Cast your peepers at this gem —> and dare to tell me it’s not pure poetry. So the hair, they say, is the boundary twixt False and True.
Oh goody, I’ve often wondered … and now it’s your turn to wonder—as in this shot of a particular boundary: what the hell is it?
Give up? Already?
Then we’ll move on …
For my next wonder I’ve also pondered the thickness of the surface of water. (Don’t giggle, dammit! That’s a serious wonderment.)
How thick is the surface of water?
Does it matter if it’s hot water or cold water? Is duck-pond water thicker than that of ultra-chlorinated purified decontaminated regurglised sanitised Splash Palace in Invercargill?

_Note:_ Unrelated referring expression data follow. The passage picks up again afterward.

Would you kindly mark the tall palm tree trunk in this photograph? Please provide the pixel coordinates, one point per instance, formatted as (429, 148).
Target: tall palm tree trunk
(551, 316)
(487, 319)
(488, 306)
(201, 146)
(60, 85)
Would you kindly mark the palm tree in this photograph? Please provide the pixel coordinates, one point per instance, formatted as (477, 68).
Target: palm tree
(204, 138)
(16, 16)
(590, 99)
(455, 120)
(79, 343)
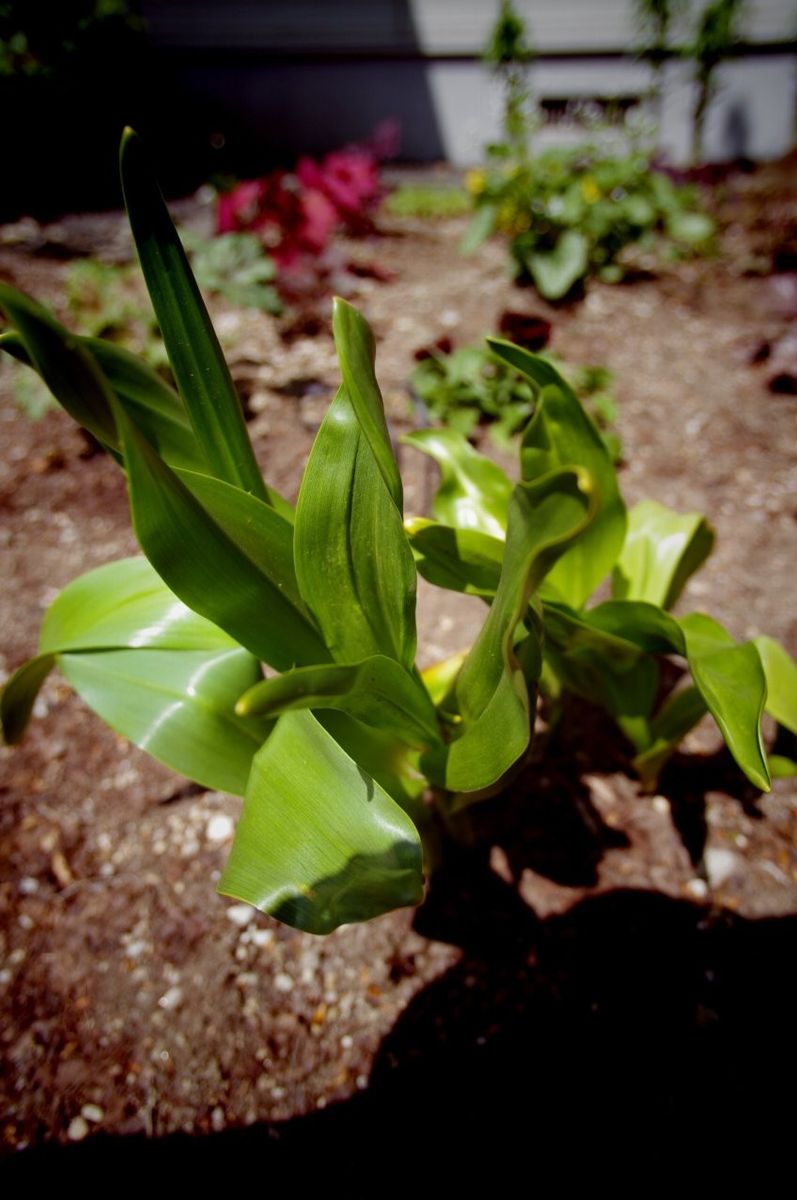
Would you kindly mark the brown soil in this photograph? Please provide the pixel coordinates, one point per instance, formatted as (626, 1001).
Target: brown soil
(597, 953)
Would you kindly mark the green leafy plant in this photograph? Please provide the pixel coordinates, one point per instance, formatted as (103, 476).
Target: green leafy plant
(508, 53)
(235, 265)
(473, 385)
(335, 747)
(570, 213)
(655, 21)
(427, 201)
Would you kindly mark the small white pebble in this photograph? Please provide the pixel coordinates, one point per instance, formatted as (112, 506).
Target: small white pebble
(78, 1129)
(171, 999)
(219, 828)
(240, 915)
(696, 888)
(720, 865)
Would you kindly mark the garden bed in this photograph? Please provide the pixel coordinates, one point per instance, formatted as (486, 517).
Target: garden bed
(610, 945)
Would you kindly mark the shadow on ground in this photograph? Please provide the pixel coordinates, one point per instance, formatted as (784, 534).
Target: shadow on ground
(631, 1024)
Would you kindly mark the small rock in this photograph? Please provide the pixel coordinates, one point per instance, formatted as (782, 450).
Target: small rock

… the surface forms the boundary between air and many wetnesses worldwide, great and small; kitchen-sink wetnesses and the oceans.
On those half-and-half photographs where the camera is semi-submerged the surface looks quite thick. Is it, though, or is that just a delusive illusion caused by the surface wetting the glass of the lens?
I’ve (hopefully) ruined your day, once more cast those same peepers upon that snap above which I took the other day in Queens Park, standing with legs almost astride a wee duck puddle … whatever else it does, grubby water surfaces make a good boundary twixt two worlds (just ask any tadpole).
How ’bout this, then … the boundary mandated by the state and enforced by the good offices of razor wire and old fashioned blocks—
—to ensure that bad lads are no longer free to prey upon We, The Compliant. So the boundary created by the hand of
Man Per divides the false and the true … but the schlogg of old plastic bag blown by the vagaries of the wind couldn’t care less. So not all boundaries are set in stone, even when they’re set in stone.